Westfield Junction is a busy intersection at the terminus of the highway to Banjul. From the intersection, drivers can go to coastal Serekunda or continue inland.[63] Sayerr Jobe Avenue goes from Westfield to London Corner via central Serekunda. It is a shopping street with expensive properties. It has a lot of traffic between the city and the suburbs.[31]: 60 

Healthcare

Kanifing General Hospital, formerly known as Serrekunda General Hospital, is a tertiary referral hospital.[64] It serves a catchment area of 600,000 people, and it has 114 beds and 2 operating theatres, as of 2021. Its thyroid clinic was established in 2015.[65] The hospital's One Stop Centre takes referrals for psychiatric patients.[66] It is the country's second-biggest trauma centre. It does not have an orthopaedic unit.[67]

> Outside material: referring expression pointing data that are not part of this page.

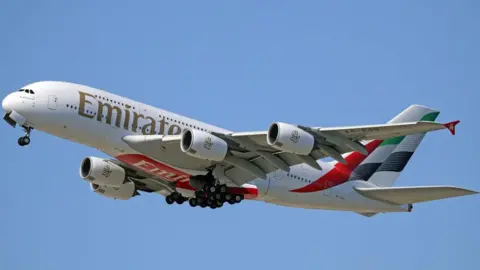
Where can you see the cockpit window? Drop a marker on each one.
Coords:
(28, 91)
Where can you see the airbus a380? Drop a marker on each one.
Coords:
(154, 150)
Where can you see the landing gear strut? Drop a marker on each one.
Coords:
(175, 197)
(212, 194)
(25, 140)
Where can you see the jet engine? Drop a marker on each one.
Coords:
(102, 172)
(203, 145)
(289, 138)
(124, 192)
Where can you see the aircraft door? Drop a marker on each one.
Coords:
(328, 188)
(52, 102)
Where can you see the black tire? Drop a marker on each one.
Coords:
(193, 202)
(169, 199)
(26, 140)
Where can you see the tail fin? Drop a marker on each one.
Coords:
(404, 147)
(381, 157)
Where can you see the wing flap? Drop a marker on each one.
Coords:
(384, 131)
(406, 195)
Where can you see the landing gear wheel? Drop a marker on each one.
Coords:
(169, 199)
(218, 196)
(193, 202)
(176, 195)
(180, 200)
(22, 141)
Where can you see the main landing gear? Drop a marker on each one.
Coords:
(175, 197)
(214, 196)
(25, 140)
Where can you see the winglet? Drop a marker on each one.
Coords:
(451, 126)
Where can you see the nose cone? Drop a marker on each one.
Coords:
(6, 103)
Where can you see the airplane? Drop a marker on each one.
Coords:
(151, 150)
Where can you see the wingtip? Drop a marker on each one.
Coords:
(451, 126)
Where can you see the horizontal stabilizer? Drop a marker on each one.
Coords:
(406, 195)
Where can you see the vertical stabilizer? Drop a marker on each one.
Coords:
(389, 170)
(377, 158)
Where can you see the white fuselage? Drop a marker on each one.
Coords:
(100, 119)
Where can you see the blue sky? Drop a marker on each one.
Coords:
(242, 65)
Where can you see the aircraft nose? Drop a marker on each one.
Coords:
(6, 103)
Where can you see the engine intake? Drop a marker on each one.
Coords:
(123, 192)
(289, 138)
(203, 145)
(102, 172)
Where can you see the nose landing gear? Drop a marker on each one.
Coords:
(25, 140)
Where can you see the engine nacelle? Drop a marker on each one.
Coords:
(102, 172)
(203, 145)
(289, 138)
(124, 192)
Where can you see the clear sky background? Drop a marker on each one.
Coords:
(242, 65)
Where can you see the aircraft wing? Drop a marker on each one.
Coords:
(406, 195)
(251, 155)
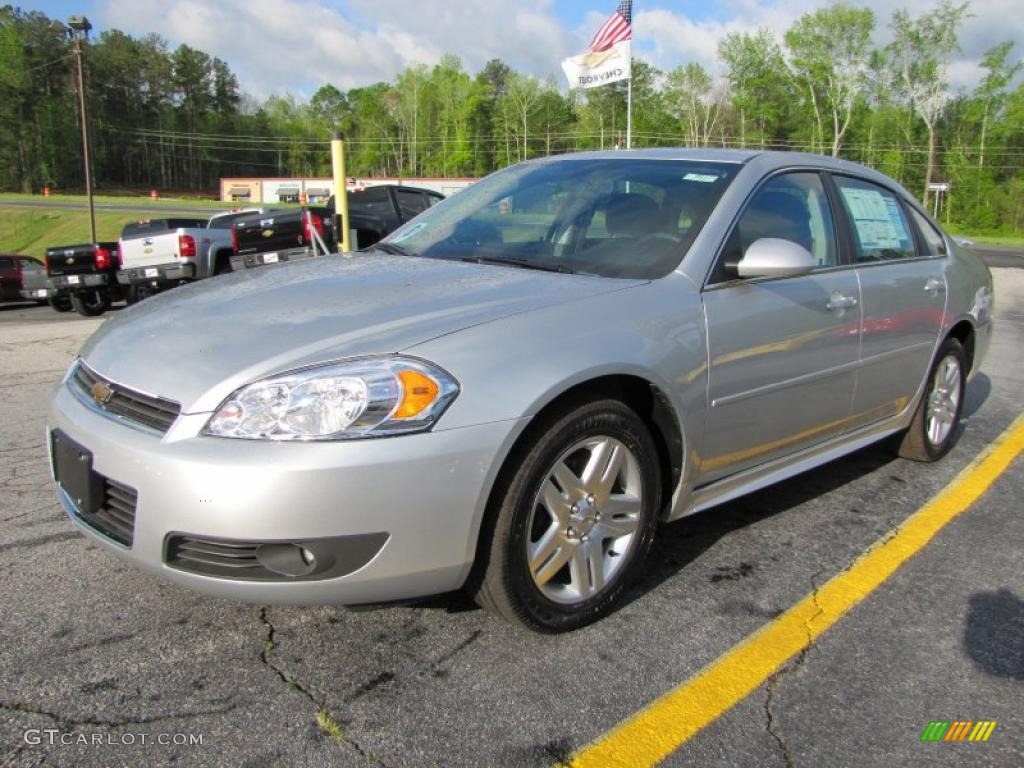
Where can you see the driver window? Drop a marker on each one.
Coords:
(791, 207)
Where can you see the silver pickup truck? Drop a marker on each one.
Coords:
(159, 254)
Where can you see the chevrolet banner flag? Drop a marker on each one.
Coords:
(608, 56)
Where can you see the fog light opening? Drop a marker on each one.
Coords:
(287, 559)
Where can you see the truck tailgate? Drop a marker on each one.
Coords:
(72, 259)
(261, 233)
(150, 250)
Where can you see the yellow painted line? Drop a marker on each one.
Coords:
(665, 725)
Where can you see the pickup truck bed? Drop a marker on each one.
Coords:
(284, 236)
(86, 273)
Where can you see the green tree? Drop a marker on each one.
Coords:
(830, 50)
(922, 50)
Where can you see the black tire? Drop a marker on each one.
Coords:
(502, 581)
(135, 294)
(90, 303)
(919, 442)
(59, 303)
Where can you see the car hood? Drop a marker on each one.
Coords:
(198, 343)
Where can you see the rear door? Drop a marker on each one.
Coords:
(782, 352)
(10, 281)
(903, 290)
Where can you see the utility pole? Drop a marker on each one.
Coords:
(79, 30)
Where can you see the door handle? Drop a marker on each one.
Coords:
(841, 301)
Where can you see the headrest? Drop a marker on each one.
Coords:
(631, 215)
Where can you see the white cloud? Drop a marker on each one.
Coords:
(276, 45)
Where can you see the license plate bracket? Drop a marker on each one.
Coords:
(73, 469)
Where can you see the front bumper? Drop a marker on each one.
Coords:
(426, 492)
(259, 259)
(157, 274)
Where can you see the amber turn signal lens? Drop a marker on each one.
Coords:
(419, 392)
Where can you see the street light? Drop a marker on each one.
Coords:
(78, 30)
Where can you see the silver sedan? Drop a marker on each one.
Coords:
(513, 390)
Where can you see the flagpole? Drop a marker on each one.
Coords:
(629, 112)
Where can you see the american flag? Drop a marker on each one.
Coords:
(615, 30)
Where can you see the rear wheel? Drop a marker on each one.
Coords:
(91, 302)
(573, 521)
(59, 303)
(934, 428)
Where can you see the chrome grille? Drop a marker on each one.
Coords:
(155, 413)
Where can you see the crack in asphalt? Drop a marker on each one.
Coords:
(71, 723)
(325, 721)
(792, 666)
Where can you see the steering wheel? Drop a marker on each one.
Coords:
(475, 233)
(658, 236)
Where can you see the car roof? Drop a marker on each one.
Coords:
(765, 160)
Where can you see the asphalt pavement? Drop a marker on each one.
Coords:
(131, 207)
(94, 655)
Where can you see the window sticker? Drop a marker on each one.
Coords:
(878, 218)
(706, 178)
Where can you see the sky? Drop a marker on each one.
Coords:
(275, 46)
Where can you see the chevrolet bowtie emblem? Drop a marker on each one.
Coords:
(100, 392)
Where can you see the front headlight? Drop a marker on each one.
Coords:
(368, 397)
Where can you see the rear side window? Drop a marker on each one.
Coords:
(371, 200)
(794, 207)
(225, 222)
(933, 241)
(881, 230)
(411, 202)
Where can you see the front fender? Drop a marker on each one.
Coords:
(512, 368)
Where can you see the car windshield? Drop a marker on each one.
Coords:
(610, 217)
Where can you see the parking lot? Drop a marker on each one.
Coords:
(102, 657)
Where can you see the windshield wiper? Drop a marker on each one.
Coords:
(390, 248)
(521, 263)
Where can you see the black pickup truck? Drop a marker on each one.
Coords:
(286, 235)
(85, 275)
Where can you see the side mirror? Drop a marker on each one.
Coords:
(772, 257)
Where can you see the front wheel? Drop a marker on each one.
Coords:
(573, 520)
(91, 302)
(933, 430)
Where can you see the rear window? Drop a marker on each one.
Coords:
(372, 200)
(225, 222)
(152, 226)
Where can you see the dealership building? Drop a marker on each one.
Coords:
(318, 189)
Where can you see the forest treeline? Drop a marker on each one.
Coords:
(175, 118)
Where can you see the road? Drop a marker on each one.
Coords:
(93, 649)
(132, 208)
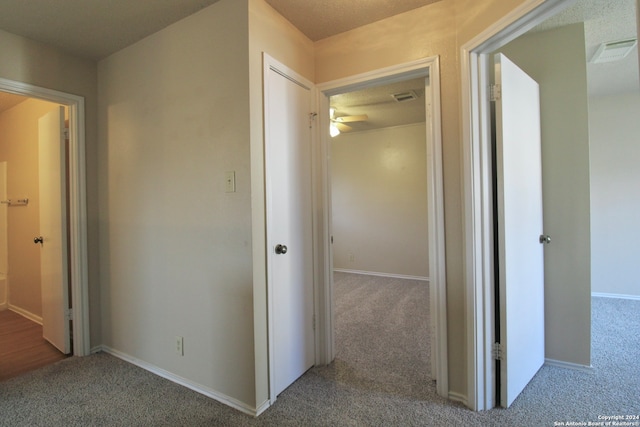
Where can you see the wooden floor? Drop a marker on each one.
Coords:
(22, 348)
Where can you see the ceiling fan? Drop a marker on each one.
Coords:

Serekunda Health Centre serves a catchment area of 123,000 people in Serekunda and nearby settlements. It is one of the busiest health facilities in the Gambia. It delivers over 300 babies per month.[68] It has an infant welfare clinic.[69] Kanifing General Hospital and the Serekunda Health Centre provide infertility care.[70] Serekunda Health Centre has seen a decrease in malaria cases since 2005.[71]

Media and communications

The Serekunda Internet Exchange Point began service in July 2014.[72] The exchange, run by OG Financial Services Ltd., provides the internet for a large part of West Africa.[73] Radio 1 FM is an independent commercial radio station established in 1990.[74]

Waste management

A dumpsite with smoke coming from it.
Bakoteh Dump Site

Kanifing's waste is dumped in Bakoteh Dump Site, located on a major road to Serekunda. The Kanifing Municipal Council's Cleansing Services Unit was established in 1984, funded by the World Bank.[75] It is an open dump, and the only method of managing the waste is open burning. It causes air, soil, and groundwater pollution, as well as respiratory infections, methane emissions, and odour.[76] The Kanifing Environmental Transformation Program, launched in 2022, plans to add more rubbish bins and convert Bakoteh Dump Site to a transfer station.[77]

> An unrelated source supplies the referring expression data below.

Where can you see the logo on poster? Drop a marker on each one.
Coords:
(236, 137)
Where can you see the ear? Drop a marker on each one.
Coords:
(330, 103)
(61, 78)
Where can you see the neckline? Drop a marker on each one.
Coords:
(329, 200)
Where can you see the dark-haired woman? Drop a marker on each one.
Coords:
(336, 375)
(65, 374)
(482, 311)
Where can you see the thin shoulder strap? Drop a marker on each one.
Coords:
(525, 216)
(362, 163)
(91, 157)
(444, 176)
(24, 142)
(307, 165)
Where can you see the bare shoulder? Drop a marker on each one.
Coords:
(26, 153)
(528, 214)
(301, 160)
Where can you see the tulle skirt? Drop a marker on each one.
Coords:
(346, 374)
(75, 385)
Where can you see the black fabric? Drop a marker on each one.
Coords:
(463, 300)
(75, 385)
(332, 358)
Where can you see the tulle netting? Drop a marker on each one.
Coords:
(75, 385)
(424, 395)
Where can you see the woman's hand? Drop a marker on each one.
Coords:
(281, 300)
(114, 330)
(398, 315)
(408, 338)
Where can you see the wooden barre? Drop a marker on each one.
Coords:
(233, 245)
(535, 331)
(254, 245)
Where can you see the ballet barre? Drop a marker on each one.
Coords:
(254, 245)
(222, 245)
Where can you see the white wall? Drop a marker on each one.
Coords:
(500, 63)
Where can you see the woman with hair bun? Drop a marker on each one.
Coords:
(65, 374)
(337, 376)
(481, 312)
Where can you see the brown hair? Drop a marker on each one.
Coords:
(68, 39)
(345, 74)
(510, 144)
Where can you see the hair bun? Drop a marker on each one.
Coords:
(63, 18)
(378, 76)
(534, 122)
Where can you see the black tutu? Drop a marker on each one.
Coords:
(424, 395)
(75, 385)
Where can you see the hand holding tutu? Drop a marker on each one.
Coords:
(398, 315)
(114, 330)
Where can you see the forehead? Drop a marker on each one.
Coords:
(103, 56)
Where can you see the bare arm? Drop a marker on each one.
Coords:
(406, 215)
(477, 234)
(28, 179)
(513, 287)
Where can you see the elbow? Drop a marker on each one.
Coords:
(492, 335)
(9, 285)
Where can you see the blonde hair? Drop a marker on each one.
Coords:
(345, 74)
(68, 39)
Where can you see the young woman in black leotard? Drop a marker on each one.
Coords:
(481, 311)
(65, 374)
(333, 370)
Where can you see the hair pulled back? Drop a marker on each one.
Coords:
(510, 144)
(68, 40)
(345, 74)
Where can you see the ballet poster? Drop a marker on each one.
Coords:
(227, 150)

Waste comes from households and Serekunda Market, often picked up from the street.[76] Households widely lack information on proper disposal.[75] In 2017, vendors at the market issued complaints about residents dumping trash in the market. The KMC had stopped their collection of the waste.[78] Waste dumping at the market has caused infestations and discouraged people from shopping there.[79]

Sport

A shirtless man in a wrestling pose next to three drummers.
A wrestling venue in Serekunda

Wrestling

Gambian wrestling was popularised in Serekunda by Bocar Janneh, who founded the B.O. Semega Janneh arena in Dippa Kunda.[80] Semega Promotion, founded by Fatoumata Semega-Janneh, has held matches between local wrestlers at the Serekunda West Mini Stadium.[81] Serekunda Mbolo is a team in the Gambia Wrestling Association.[82] Wrestling matches are popular among foreign tourists.[59]

Football

Ahead of the country hosting the 2005 African U-17 Championship, the Gambia Football Federation upgraded two stadiums in Serekunda, with support from the government and the FIFA Forward programme. The Gambia National Olympic Committee's Sport Infrastructure Initiative Project completed a mini stadium in Serekunda in 2001, which opened in 2007.[83] The Serekunda East and Serekunda West football stadiums had renovations in 2018.[84]

Serrekunda United and Latrikunda United football clubs play in the GFA League Second Division.[85] The Serekunda Central Sports Committee joined the Nawettan in 2011.[86] The Serekunda East Sports Development Organization was the subject of a petition of no confidence on 5 March 2016. Seven teams had been relegated from the Nawettan. It had not held annual general meetings from 2013 to 2015. It was accused of mismanaging and embezzling 1.7 million dalasi. The investigation recommended the suspension of the organisation.[87][88]